Starting the run is the most important part of the run.
I signed up for a 10 mile (16.1km ) race, coming up in 8 weeks. It will be the second time that I will be running this race, my first being last April and I shared about it on my LinkedIn. As I embark on yet another race preparation, I wanted to share my reflections both as a form of accountability and also to journal the parallels that I tend to draw between running and life and of course, the dimension of life that relates to our work.
I only started running altogether, just about 18 months ago. I picked up running when I was struggling to recover post-partum. Not just to shed the baby weight, but also to work through my mental energies; plus my joints were failing me. I needed to get stronger and fitter and fight for my well-being. I love to be outdoors but I needed something that I could do at no cost and with minimal planning and a little more challenging than my usual walks. Inspired by my husband who is a 3 times Marathon finisher, I picked up running (and intermittent fasting) and that is the long and short of how I went from couch potato to the runner I am today.
I just completed the first week of my 14 week training plan on the Nike Running App (I swear by it because Coach Bennet and Co. really helped me find the athlete in me, and no, this is not a sponsored Ad). I run 5 days a week, rest for 2 days and each week, my runs are a mix of speed, recovery and one long run, which becomes longer as the plan progresses. Yesterday, I completed a 3.1 mile run (5K) to crown the first week of 14 and my first week of running. Here is my biggest lesson this week:
Starting the Run is the most important part of the Run
Its not everyday that the inspiration to run comes around. Actually, several months after I started running (with a combination of other factors), I was no longer struggling so much with the issues I had post-partum that had pushed me to pick up running in the first place. As a matter of fact, when I start to run 8K and 10K effortlessly and consistently week after week, I was in the best shape of my life, so much so that it was harder to find real motivation to keep running. I felt great, and my goal was to feel great and that ladies and gentlemen, is how we can easily plateau after a momentary high.

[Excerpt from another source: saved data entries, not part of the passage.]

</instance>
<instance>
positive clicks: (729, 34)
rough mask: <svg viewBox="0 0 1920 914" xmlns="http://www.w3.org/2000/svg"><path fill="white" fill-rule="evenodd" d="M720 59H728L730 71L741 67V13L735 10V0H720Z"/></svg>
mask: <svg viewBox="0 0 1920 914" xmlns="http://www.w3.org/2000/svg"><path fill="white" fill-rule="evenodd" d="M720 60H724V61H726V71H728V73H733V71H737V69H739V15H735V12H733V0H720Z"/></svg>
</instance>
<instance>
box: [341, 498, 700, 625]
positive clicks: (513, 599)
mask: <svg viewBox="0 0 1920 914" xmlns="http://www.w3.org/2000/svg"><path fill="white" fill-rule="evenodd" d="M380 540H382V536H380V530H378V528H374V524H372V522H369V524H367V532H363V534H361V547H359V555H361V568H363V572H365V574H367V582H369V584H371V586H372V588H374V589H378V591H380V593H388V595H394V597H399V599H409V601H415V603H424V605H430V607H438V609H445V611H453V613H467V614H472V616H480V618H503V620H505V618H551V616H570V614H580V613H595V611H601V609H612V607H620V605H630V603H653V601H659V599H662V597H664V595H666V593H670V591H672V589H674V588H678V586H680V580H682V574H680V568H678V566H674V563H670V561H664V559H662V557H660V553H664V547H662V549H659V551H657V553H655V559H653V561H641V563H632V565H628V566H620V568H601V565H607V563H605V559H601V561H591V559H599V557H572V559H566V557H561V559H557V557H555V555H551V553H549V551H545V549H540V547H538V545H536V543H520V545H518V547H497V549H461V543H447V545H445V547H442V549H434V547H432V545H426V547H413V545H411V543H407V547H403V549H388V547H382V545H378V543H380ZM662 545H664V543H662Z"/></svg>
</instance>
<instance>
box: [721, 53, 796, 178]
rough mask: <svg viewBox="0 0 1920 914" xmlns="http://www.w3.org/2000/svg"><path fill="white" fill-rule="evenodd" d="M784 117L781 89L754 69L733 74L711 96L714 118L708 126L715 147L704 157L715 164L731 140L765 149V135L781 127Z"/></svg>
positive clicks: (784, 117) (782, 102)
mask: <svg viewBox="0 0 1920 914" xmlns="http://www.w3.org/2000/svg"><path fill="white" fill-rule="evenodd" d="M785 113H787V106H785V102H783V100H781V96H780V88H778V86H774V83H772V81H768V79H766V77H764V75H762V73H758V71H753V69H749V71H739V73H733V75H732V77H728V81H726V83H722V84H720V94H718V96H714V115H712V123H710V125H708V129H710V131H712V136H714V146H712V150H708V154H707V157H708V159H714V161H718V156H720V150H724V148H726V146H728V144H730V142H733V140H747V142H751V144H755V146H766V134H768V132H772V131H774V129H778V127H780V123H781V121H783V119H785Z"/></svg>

Day to day, life also gets in the way. Busy schedules, lack of a good night sleep, broken routines especially after business trips or vacations, and generally the unpredictability of life as it happens. Even when I feel fired up to run, things can happen and somehow, running doesn’t make it to the top of the to-do list. Towards the end of last year (when I was really at the peak of my running game), I adulted so much that I could not run at all for close to 3 months.
So for me, every time I put on my running shoes, get out the door and take the first step, I already feel accomplished. It is a cause for celebration! The odds of adulting are that I have something else pretty urgent or more important that I could be doing, but there I am, starting a run and beating the odds of that day.
And careers are the same way, aren’t they? It is not what we eventually become as the career progresses, although that is also important. It is the fact that we started. We all need to start somewhere in order to be on to something. Some of us start out very ambitious perhaps pursuing a childhood dream, and some of us start out a job- any job- because that was what was available and we needed to make ends meet or get our foot in the door of the job market. Whatever the reason that got us started, the important thing to acknowledge is that we got started and we can only grow from there.
I have had so many days that I struggled to start a run, and I ended up not running at all. But I am so thankful that I started running altogether. I did not believe it at first when Coach Bennet (from the Nike Run App) would say that the moment I challenged myself to pick up running was the day I became a runner. At the time, each run was a real struggle, I did not feel like a runner. But what makes a runner the runner is that they run. They show up. And so, nothing could be truer.
Even now, after 3 months or so of not running at all, in the last one week, I was able to get back to the start line and at the end of the week, I run 5K. It was not easy though. Each day this week, I had to beat every excuse not to run, work was busy and I was handling some complex issues, I had to beat the cold and I run in sub-zero temperatures. I was also quite jet-lagged so my stamina was close to none. I moved to a new neighborhood so the hills on my new running routes are a real pain. A million excuses not to run. But I have a race coming up and I need to prepare. So I showed up each day.
And the more I show up everyday, little by little, that effort adds up. Looking back at last year, starting the runs on most days was not easy and I missed a lot of days. Yet I also accomplished a lot. In six months, I run 50 times in total and outdid myself each time. I started from a record of zero to running 10K twice, 12K twice, 8K twice and several 5K runs in addition to the regular runs. I run my first ever race of 10 miles (16.1 whole kilometers). Got my first ever sports medal. I run the farthest and had my fastest records. And importantly, enjoyed every minute of it.
And so, here, I begin again. Another start line. This time, not because I am fighting for anything, but because I have fallen in love with running. And I hope you too, can always find a reason to start, again and over again.